Lightgliders aims to inspire hope and purpose through fun and games
Zach Fay and his sister Julie McWilliams are the startup founders of Kingdom Scene, which launched Lightgliders in 2014. Their idea was to utilize digital games and activities as a way to engage kids and impart biblical principles. The St. Louis-based company has created a digital game world and online community for kids that is…
Zach Fay and his sister Julie McWilliams are the startup founders of Kingdom Scene, which launched Lightgliders in 2014. Their idea was to utilize digital games and activities as a way to engage kids and impart biblical principles.
The St. Louis-based company has created a digital game world and online community for kids that is designed to inspire reflection and transformative conversations among kids and those who care about them. Mr. Fay said that his sister was instrumental in encouraging him to pioneer this idea in St.
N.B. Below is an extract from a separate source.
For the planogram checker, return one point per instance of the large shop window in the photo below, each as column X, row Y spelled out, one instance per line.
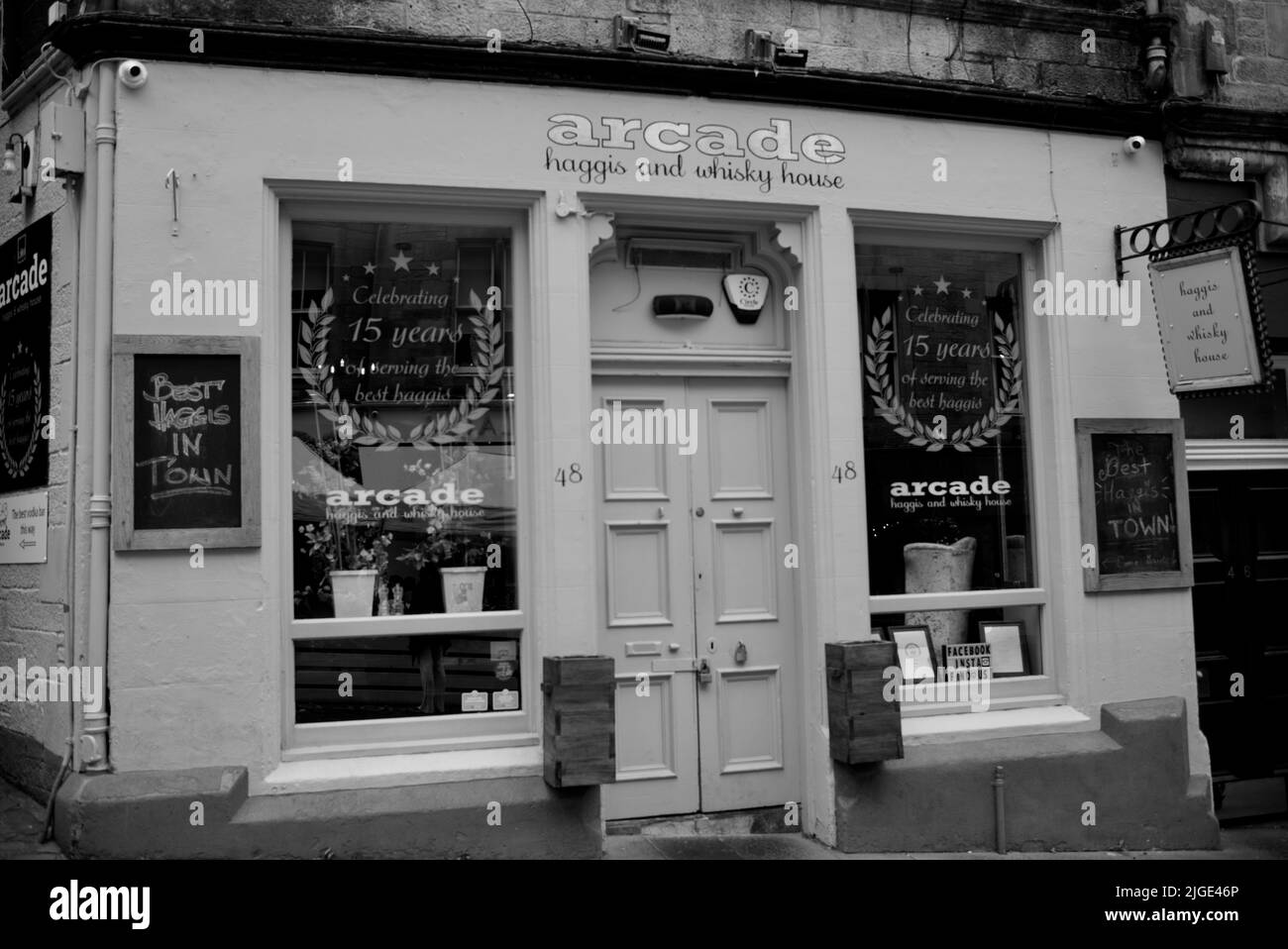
column 948, row 456
column 403, row 472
Louis.
Silicon Prairie News spoke with Zach Fay about why and how he created Lightgliders, and what’s on the horizon for the company.
“When I had the initial idea for the company, I was just a guy with a back-of-the-napkin idea,” said Fay. “We’ve pivoted a few times since then to bring us where we are today, with a cross-platform product that kids enjoy and parents appreciate.”
Inspiration for Fay’s idea came from when he was a youth pastor working with high school kids. He said he spent a lot of time putting out fires rather than developing leaders.
“I did some research on the critical years in child development, and found that the years before age 13 are the most important,” said Fay. “One’s sense of truth, morality, and identity is firmly in place by age 13. I decided I wanted to develop a product that would engage children during these formative years, and give the adults who are invested in them emotionally, relationally, and spiritually tools to engage their kids’ minds and hearts. Lightgliders provides a positive digital alternative for kids that can be used by families to spark meaningful conversations. And, in these conversations seeds of hope and truth are planted that can transform a child’s life.”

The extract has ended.